Predictors of Atherosclerosis Progression in African Americans With Type 2 Diabetes
Bone density and eGFR are linked to calcified atherosclerotic plaque in some diabetes patients.
Among African Americans with type 2 diabetes, lower baseline thoracic and lumbar volumetric bone mineral density (vBMD) and estimated glomerular filtration rate (eGFR) and higher pericardial adipose volumes were associated with increases in calcified atherosclerotic plaque, according to a study published in the Journal of Clinical Endocrinology & Metabolism.1
“The novel finding in this longitudinal study of African Americans with type 2 diabetes is the observation that lower baseline levels of lumbar and thoracic vertebrae vBMD are significantly associated with increases in aorta calcified atherosclerotic plaque over a 5-year period,” researchers wrote. “This finding is novel because African Americans and European Americans have markedly different vitamin D axes, levels of bone mineralization, and urinary calcium handling.”
The researchers recruited 691 African Americans with type 2 diabetes from 2007 to 2010; 43% (n=300) returned for a follow-up examination at approximately 5 years.
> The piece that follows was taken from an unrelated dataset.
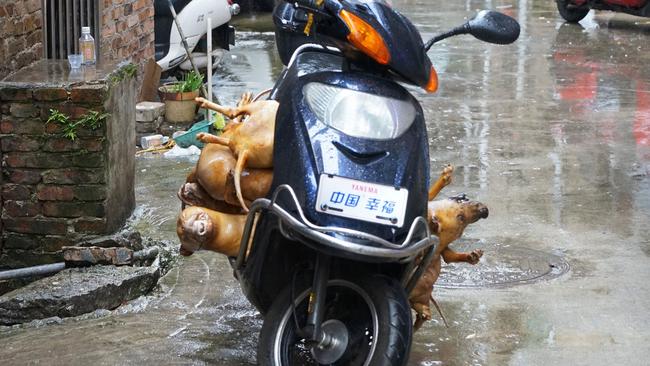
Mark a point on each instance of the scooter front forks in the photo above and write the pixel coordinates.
(317, 295)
Half the cohort was female, mean age was 55 years, and baseline HbA1c was 8.1%.
Results showed that both incidence of any calcified atherosclerotic plaque and quantity of calcified atherosclerotic plaque, defined as change in calcium mass over time, increased over time in all 3 vascular beds (all P<.0001). An inverse relationship was noted between both baseline lumbar vBMD and thoracic vBMD and change in aorta calcified atherosclerotic plaque. However, this was not the case for change in coronary or carotid artery calcified atherosclerotic plaque.
In a fully-adjusted model, lower baseline lumbar vBMD was associated with an increase in aorta CP (P=.006). Similarly, lower baseline thoracic vBMD associated with an increase in aorta calcified atherosclerotic plaque (P=.005). Effect sizes were consistent for both men and women, but the effect was slightly reduced after a sensitivity analysis that excluded 23 participants who were taking steroids or bisphosphonates.
The researchers also determined that lower baseline eGFR was associated with increased progression of carotid artery calcified atherosclerotic plaque (P=.0004). Higher baseline pericardial fat was associated with increased progression of coronary artery calcified atherosclerotic plaque (P=.001) and aorta calcified atherosclerotic plaque (P=.0006). Changes in pericardial adipose volume, eGFR, or baseline level or change in the levels of HbA1c, vitamin D and mineral metabolites, and C-reactive protein were not associated with calcified atherosclerotic plaque changes in any vascular bed.
Disclosures: The researchers report no financial disclosures.